Amnesty Condemns Abductions, Torture in Ex-Soviet Asian States

2013/07/05

MOSCOW, June 5 (RIA Novosti) – The security agencies in Russia and other former Soviet republics have been involved in abductions, illegal extradition and torture of thousands of citizens of Central Asian states falsely accused of Islamic radicalism, international human rights watchdog Amnesty International said this week.


Amnesty said the governments of Central Asian states can easily extradite their nationals from Russia and other former Soviet republics under regional cooperation deals designed to combat terrorism and jihadist groups.


With a common institutional culture dating back to the Soviet times, the security forces of the former Soviet republics have a shared perception of Islamist radicalism and extradite wanted individuals “with a regularity that amounts to a region-wide renditions program,” Amnesty said in a report published Wednesday.


When human rights groups and the European Court of Human Rights intervene to prevent such handovers, “cynical subversions of international law” such as disappearances and abductions are employed to secure transfers, it said.


“Twenty years after the break-up of the Soviet Union, old collegiate ties, common institutional cultures and the shared perception across the region of the threat from Islamist extremist groups bind together the successor institutions to the Soviet KGB,” said John Dalhuisen, Amnesty International’s Europe and Central Asia Program Director.

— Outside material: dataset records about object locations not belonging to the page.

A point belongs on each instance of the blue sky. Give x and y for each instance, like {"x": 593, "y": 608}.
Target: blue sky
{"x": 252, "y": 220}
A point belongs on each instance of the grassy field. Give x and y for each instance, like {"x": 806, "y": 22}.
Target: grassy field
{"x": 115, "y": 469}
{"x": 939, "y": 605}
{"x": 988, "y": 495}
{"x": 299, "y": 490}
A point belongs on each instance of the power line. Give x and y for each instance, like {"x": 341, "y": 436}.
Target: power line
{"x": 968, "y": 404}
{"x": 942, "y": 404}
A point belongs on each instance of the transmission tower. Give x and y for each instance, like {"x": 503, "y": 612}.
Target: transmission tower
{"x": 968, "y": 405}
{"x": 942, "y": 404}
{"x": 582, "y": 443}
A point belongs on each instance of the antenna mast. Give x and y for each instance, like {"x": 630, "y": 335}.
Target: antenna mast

Many of those sent home, especially those suspected of extremism and terrorism-related offences, face torture and other forms of abuse while in custody, the London-based group said.


The authoritarian governments of Uzbekistan and Tajikistan have for years been trying to stamp out the threat of religious radicalism in their predominantly Islamic states. But international and domestic human rights groups have documented thousands of cases of conviction and imprisonment of ordinary Muslims who practice their faith outside government-approved mosques and religious institutions.


The group’s report detailed numerous cases of abduction of asylum-seekers and refugees from Uzbekistan and Tajikistan who have been spirited away and forcibly returned to their home countries to face torture and trials on trumped-up charges.


The group’s claims are supported by evidence from Russian human rights groups.


A 37-year-old Uzbek named Abdusamat Mirzayev was forcibly sent from the central Russian city of Bryansk to Uzbekistan Thursday morning by migration officers after a month-long detention, Moscow-based activist with the prominent Memorial human rights group Bakhrom Khamrayev said Friday.


He said the Uzbekistan authorities have accused Mirzayev of membership of a banned Islamic group, although his only crime was his four-year-long absence from home. “If an Uzbek is not home for a couple of years, he gets blacklisted,” Khamrayev told RIA Novosti.


He said Mirzayev's registration expired while he was in custody which gave migration officers a reason to deport him.


Millions of labor migrants from Uzbekistan and other Central Asian states have come to Russia in recent years despite often getting poor treatment by employers, and meeting hostility from local people. Uzbekistan’s President Islam Karimov said last month he was “disgusted” by Uzbeks who leave the nation of 30 million in search of work.


There was no immediate reaction to the report from Russia’s Federal Security Service, which requested any enquiries be sent to it by fax. The Federal Migration Service and Interior Ministry did not answer telephone calls.